Controversially he argues that societies that still practise hunting for food should cease doing so. This might sound like excessive interference in ‘traditional’ ways of life. Our attitude to this will depend on whether we accept that there is a moral imperative to extend a right to life to other creatures where possible, or and if the practice of hunting contributes to inter-human violence.

His argument assumes that food will be supplied from elsewhere. Nibert states: “In a more just, vegan global order, a genuine policy of ‘comparative advantage’ could provide nutritious plant-based food and fresh water where it is needed throughout the world, including areas where many now have few alternatives to exploiting animals”. But it would put societies such as the Inuit in northern Canada at a significant disadvantage and be impossible to enforce. However, of far greater concern is the increasing spread of the Western diet to China and other developing countries.

It is difficult to envisage how a policy of comparative advantage can “transcend the capitalist system”, as he advocates. For the moment at least trade facilitates the realisation of vegan diets and for all its faults capitalism does promote the efficient exchange of goods, notwithstanding global inequalities.

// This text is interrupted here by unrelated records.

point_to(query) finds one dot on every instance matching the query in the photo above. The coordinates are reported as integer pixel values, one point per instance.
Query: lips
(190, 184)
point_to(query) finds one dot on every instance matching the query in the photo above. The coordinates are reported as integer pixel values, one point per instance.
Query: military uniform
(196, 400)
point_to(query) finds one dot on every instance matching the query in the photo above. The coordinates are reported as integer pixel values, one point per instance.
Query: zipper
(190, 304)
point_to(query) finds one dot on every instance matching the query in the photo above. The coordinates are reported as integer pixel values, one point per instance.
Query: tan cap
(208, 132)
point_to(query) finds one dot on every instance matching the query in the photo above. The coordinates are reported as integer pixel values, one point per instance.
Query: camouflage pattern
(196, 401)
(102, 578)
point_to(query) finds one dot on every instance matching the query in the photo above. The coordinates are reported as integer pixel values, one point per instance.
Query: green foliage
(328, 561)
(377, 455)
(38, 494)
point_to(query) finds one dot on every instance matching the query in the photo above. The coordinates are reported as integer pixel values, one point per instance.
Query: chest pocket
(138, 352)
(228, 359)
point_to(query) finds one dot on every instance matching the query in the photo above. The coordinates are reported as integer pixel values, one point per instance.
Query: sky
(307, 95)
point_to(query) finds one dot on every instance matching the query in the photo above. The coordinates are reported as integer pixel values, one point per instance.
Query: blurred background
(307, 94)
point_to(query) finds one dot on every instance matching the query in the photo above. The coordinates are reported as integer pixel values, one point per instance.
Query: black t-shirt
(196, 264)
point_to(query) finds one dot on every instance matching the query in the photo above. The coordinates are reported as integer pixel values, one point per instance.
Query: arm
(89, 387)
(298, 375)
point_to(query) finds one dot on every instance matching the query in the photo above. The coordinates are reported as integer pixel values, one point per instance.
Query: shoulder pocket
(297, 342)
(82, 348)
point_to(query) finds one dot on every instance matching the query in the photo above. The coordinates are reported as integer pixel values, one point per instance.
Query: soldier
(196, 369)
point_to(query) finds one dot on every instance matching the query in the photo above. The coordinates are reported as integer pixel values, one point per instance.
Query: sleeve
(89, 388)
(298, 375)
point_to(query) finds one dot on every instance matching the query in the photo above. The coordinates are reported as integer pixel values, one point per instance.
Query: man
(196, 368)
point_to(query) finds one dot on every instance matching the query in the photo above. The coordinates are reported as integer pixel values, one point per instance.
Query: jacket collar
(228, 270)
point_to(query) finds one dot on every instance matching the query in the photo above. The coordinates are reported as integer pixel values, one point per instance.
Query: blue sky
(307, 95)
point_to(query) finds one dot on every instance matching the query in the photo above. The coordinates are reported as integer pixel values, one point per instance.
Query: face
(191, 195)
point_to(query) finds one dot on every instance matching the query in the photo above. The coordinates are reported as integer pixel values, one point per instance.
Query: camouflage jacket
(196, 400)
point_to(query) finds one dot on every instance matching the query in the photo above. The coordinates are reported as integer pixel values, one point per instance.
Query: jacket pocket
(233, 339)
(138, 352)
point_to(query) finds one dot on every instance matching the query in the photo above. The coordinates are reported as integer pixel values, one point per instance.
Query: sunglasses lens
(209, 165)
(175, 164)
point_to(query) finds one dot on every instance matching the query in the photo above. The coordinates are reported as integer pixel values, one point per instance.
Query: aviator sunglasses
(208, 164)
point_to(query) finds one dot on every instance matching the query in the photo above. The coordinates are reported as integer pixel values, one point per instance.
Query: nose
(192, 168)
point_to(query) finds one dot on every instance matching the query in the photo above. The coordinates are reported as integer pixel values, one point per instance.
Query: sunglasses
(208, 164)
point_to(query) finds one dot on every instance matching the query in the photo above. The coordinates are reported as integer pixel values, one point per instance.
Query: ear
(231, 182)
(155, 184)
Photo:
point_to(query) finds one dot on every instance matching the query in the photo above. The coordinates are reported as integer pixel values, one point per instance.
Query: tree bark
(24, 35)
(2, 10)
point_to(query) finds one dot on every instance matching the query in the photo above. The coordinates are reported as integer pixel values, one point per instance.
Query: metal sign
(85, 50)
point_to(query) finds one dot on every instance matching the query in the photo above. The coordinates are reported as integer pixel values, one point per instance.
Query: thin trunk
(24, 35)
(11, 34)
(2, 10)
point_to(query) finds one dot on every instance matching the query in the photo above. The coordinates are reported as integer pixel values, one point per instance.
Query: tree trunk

It remains to be seen whether a more ethical capitalism emerges. Interestingly, Microsoft’s Bill Gates has been prominent in funding and advocating ‘analogue’ meat and egg products that could replace the real thing. The unpredictable extent to which consumers are wedded to meat will determine how capitalism embraces veganism. A company like McDonald’s hardly has an ideological attachment to meat – and with sufficient demand, and profit, perhaps a happier meal could be conceived, for happier times.